San Francisco is a prime example. A quick glance at the US City Open Data Census will show that the city of San Francisco typically does an excellent job at providing data in bulk. The San Francisco Unified School District has a much spottier record. Graduation rates are on separate pages for the district and for individual schools, and don’t seem very easy to download. A search for state test results might lead to links for dozens of separate PDFs. If you’re looking for School Quality Improvement Index data, your best bet seems to be on the websites of each individual school — all 147 of them. There is a similar lack of bulk in other school districts: Whether you’re looking for AP participation in Fairfax County or attendance rates in Baltimore City, data often appear separately for each school, rather than in any more aggregated, bulk files.
How to improve?
Neither school district policies nor city laws mandate open releases of education data. In a sense, then, it’s remarkable how some education datasets appear in bulk and machine-readable formats in the first place. Indeed, the New York City Department of Education seems to stand out with consistently up-to-date, machine-readable, bulk datasets released for public use.

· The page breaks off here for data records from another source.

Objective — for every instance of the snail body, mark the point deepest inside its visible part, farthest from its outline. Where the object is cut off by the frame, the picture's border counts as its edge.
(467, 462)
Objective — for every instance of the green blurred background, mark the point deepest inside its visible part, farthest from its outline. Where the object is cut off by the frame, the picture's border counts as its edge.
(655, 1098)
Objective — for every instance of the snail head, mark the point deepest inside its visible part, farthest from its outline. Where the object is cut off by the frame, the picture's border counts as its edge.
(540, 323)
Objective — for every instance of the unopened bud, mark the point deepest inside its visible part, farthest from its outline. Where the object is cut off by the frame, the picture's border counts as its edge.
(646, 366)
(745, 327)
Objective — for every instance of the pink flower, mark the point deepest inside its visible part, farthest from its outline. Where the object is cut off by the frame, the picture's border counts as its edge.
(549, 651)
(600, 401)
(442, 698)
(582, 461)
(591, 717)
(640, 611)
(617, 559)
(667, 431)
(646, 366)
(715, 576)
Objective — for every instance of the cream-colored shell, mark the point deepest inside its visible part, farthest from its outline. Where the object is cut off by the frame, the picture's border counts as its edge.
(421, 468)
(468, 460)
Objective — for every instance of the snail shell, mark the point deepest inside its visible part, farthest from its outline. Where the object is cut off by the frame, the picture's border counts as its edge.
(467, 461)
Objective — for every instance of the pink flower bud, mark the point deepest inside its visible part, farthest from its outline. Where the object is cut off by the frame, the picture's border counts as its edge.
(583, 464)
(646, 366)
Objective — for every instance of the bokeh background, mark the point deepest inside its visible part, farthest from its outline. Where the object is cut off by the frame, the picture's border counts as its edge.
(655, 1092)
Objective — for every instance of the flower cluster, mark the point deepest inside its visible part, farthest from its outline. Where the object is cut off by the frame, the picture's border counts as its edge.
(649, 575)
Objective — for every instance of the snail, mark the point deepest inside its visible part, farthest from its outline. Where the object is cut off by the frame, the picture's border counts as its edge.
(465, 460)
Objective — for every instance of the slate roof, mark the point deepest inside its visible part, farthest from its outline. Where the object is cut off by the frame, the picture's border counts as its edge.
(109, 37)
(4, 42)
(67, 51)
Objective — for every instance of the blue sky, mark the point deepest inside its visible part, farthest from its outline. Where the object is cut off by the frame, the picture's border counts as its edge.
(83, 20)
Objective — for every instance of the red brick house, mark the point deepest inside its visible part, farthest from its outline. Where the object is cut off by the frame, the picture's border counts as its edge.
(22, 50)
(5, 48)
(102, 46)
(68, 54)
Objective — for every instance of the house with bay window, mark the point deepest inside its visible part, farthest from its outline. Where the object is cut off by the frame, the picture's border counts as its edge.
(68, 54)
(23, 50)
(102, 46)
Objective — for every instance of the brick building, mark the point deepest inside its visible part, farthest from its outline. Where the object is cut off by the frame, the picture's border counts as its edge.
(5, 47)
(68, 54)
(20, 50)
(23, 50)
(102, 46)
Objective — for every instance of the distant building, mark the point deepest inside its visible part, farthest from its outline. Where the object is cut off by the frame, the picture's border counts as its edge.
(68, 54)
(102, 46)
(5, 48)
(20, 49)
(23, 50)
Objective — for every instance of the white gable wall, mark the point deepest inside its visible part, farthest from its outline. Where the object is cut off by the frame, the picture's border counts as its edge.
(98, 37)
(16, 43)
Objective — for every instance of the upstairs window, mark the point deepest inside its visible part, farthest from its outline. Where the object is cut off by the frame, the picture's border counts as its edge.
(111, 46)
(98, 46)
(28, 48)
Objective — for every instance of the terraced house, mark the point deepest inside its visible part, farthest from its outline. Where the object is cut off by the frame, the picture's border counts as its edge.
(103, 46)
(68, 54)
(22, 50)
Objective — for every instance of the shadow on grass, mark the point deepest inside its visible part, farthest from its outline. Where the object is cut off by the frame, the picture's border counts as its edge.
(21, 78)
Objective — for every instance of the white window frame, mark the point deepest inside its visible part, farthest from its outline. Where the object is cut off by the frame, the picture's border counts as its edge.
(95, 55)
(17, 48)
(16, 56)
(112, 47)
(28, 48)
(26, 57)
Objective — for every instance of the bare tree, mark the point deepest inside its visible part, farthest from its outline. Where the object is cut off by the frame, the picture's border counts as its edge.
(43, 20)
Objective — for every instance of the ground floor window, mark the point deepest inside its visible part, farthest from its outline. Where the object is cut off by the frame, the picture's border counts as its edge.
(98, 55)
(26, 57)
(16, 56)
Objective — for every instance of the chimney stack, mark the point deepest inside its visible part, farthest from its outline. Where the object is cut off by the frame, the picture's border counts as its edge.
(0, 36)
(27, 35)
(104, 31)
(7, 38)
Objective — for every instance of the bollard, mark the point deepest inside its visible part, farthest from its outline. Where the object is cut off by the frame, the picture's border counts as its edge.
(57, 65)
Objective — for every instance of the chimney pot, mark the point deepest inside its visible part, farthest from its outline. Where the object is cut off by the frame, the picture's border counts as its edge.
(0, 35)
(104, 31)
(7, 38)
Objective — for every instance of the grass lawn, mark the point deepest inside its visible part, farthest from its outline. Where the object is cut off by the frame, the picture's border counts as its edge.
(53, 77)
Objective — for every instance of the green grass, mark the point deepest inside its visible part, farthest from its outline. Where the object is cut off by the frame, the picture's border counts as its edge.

For most other school districts, however, plenty of improvements are needed to make basic education datasets more open. Over the past 10 years, a slew of cities and states have steadily revised and strengthened policies to provide open data, often in keeping with Sunlight’s Open Data Policy Guidelines. Some of these municipal data releases have had huge impacts, from campaign finances to responses to blight and precautions against fires. School districts could experience similar benefits, but designing new technologies is unlikely without machine-readable data formats, creating compelling visualizations is painfully hard without bulk data access, and interpreting education trends is nearly impossible if the right data barely even exist online.
To improve, school districts must follow the successes of city governments that have led in the movement for open data. New policies should call for regular and proactive releases of education data, and school board rules or superintendent regulations should specify a range of datasets that will be uploaded and kept up-to-date on the web. Such data shouldn’t be dumped on individual school websites or in enormous PDF files, but should be provided in machine-readable formats and accessible in bulk to enable effective use by the public. More open education data could thus help school officials identify problems, spark new technologies to assist teachers and students, and empower local education advocates. But at least as importantly, greater openness from schools could better connect all students and adults with their local governments, and shine a brighter light on education’s essential role in building and sustaining vibrant communities.